11:もっと好きになる
もう起きなければと思う反面、まだ布団からでたくないという欲求に負けて行動に移すことをぐずぐずと先延ばしにしている。
布団からでたくないというよりも、この腕のなかから抜けだしてしまうのが惜しいというか。
背後から伸びた太い腕によってからだを拘束されているのに、土方はそれを鬱陶しいと思うばかりか愛しいと感じている。近藤はぐっすり眠っているのだろう。そっと腕にふれてみても、耳元でたてられる規則正しい寝息はかわることなく安らかだ。
(……こういうことをされると)
土方は静かに嘆息した。
こんな、まるで離れるなと言っているような力強さで抱かれていると錯覚してしまうではないか。
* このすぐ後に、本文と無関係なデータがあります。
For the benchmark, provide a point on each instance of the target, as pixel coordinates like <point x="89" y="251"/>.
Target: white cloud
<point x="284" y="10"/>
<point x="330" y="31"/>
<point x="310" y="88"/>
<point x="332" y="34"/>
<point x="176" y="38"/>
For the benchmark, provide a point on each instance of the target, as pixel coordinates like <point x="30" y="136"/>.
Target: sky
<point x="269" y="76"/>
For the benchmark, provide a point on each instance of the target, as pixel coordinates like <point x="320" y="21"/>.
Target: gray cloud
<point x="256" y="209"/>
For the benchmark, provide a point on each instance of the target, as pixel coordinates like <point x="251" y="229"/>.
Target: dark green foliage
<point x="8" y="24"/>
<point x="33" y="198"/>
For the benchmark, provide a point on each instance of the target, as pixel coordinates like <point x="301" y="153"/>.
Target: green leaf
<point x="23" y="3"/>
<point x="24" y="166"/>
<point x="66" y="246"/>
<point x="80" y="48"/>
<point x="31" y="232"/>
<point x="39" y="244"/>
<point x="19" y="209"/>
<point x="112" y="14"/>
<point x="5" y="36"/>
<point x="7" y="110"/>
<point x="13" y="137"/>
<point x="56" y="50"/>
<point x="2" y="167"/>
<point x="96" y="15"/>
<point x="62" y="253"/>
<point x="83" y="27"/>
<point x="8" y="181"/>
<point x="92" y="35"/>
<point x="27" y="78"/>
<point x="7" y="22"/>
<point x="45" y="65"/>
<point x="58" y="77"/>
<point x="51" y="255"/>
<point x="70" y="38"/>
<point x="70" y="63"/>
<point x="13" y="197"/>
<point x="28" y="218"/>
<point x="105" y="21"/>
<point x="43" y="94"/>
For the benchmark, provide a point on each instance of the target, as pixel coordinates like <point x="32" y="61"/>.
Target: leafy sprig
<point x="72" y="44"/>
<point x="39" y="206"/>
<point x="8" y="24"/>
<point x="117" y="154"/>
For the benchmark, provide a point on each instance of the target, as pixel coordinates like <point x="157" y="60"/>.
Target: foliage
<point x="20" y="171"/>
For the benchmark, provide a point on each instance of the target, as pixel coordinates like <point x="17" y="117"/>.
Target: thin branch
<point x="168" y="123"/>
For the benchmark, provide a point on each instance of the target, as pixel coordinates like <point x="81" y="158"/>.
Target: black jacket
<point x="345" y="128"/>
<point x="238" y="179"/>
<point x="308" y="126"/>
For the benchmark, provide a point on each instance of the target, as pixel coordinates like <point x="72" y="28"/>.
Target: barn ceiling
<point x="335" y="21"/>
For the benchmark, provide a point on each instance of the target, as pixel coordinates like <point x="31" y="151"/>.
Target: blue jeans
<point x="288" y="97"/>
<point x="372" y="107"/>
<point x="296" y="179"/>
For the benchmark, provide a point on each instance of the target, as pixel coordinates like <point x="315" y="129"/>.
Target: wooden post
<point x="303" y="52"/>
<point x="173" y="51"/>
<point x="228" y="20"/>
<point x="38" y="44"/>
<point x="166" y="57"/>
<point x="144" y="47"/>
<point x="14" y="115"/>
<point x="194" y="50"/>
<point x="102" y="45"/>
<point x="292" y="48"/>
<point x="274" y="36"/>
自分の都合のいいように解釈してしまうのは、けっして愚かなことではないはずだ。
この窮屈さが心地好い。二度寝をしてしまおうかと瞼を落とした土方の背後で、男の起きる気配がした。わずかに緩んだ拘束に、土方の眉は無意識にひそめられた。ああ厭だ。離れてくれるなと心のなかでねだってみた。するとその願いが叶えられたように、ふたたび強く抱きしめられた。思わず口許が緩んでしまうほどに。
「なあトシ、あとどんくらい寝てられる?」
寝起きのしゃがれ声が訊ねてくる。ほんのすこし逡巡した土方は、「あと何十時間でも」と目をつむったままつぶやいた。